# 2012 Season (a gopro story done right)



## l burke l (Mar 1, 2009)

You guys might remember us from this thread.

http://www.snowboardingforum.com/newreply.php?do=newreply&noquote=1&p=528900

Im very proud of this one and hope you guys enjoy it. Were still not the greatest riders but we sure as hell know how to have a good time.
I know its very late and almost into the new season but better late than never right?

2012 Season (a gopro story done right) - YouTube


----------



## sabatoa (Jan 18, 2011)

That was a fun vid, thanks for sharing. It amped up my stoke


----------



## BigmountainVMD (Oct 9, 2011)

Definitely amped me up. I get pretty sick of seeing videos like this where everyone is busting huge tricks on 80 ft jumps. Nice to see some regular homies with some filming/editing skill having some fun!
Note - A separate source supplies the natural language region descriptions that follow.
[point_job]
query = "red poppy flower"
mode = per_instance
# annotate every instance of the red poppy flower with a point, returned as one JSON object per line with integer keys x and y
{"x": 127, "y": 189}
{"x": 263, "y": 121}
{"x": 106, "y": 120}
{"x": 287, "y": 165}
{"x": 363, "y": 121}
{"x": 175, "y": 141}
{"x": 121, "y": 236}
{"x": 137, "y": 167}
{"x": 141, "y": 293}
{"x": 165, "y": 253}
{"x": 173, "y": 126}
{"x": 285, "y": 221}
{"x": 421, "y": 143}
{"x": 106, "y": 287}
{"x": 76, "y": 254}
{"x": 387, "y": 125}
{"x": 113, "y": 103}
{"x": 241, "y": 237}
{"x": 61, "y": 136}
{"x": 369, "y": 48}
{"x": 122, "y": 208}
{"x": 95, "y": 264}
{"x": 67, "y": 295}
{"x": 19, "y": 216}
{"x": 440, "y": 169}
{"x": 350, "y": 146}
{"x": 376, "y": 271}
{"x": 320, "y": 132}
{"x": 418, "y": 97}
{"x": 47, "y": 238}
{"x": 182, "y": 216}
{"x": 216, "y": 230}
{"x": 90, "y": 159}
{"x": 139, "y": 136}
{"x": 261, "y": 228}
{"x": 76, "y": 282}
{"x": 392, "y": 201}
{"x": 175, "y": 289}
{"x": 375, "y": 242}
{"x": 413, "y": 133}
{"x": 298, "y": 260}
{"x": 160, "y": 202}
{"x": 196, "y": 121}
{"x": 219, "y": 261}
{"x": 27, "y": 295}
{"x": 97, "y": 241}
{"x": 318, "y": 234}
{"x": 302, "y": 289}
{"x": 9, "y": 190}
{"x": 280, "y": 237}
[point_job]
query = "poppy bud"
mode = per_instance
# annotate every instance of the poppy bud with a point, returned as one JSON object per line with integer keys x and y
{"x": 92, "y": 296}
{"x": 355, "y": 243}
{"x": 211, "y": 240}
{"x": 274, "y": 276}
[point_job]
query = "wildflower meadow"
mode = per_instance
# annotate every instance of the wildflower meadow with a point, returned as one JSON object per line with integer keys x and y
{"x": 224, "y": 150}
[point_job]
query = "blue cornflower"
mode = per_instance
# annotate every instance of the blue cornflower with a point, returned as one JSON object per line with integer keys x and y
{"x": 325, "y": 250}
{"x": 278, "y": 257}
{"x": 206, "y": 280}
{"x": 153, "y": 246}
Saw you hit up Blue mtn? Never been, only to Camelback once I moved down here, looks like a fun park though.

What setting were the slow-mo shots on? 720p at 60 fps? I've been debating if I really need 120 fps HD like some cameras are offering now.


----------



## l burke l (Mar 1, 2009)

Im posting it on vimeo very soon


----------



## slyder (Jan 18, 2010)

cool a bunch of buddies just doing shiat. Tasteful special effects as well.


----------



## atr3yu (Feb 15, 2012)

Blocked in Canada due to EMI rights...... lame.


----------



## jbernste03 (Aug 20, 2012)

*enable play on moble*

Says you haven't enabled viewing on mobile


----------



## l burke l (Mar 1, 2009)

https://vimeo.com/52798500 for Canada and Germany.


----------



## jbernste03 (Aug 20, 2012)

*What video settings*

This was killer! was this shot with 720 at 60fps or 120fps?

Also What editing software did you use??


----------



## scrill (Nov 8, 2011)

Nice edit. Just wondering how many days of footage did you shoot to make that?


----------



## mb889 (Feb 14, 2012)

Dude great vid. Every year my buddies and I always say we're gonna make one. I'm pumped now. I too would like to know your settings on the G pro.


----------



## hot-ice (Nov 6, 2011)

Nice video dude. Its great to see someone include in there video all the fun that they and their friends have. I'm curious to what settings you used for your gopro and what editing software you used.


----------



## dopamean (Nov 1, 2012)

Looks like you guys had a lot of fun!

I think it was @ 1:29 where the skier and boarder are going off the jump at the same time in super slow-mo, good shit!


----------



## cnesta (Oct 28, 2012)

Sick vid I'm deff learning fcpx this year 
Deff Inspirational and got me stoked to go ride I'm hitting 
The burton proto lab for a private tour and get to make a board 
Super stoked once in a lifetime op the we hit killington dec 7 can't wait!!!!


----------



## TMXMOTORSPORTS (Jun 10, 2009)

Great Job Again Guys.:thumbsup:


----------



## mrjimyjohn (Dec 18, 2010)

Another great edit, even fun to watch!

I can't wait much longer for snow


----------



## Taskmaster (May 16, 2012)

Best edit i've seen in ages mate, top top work!


----------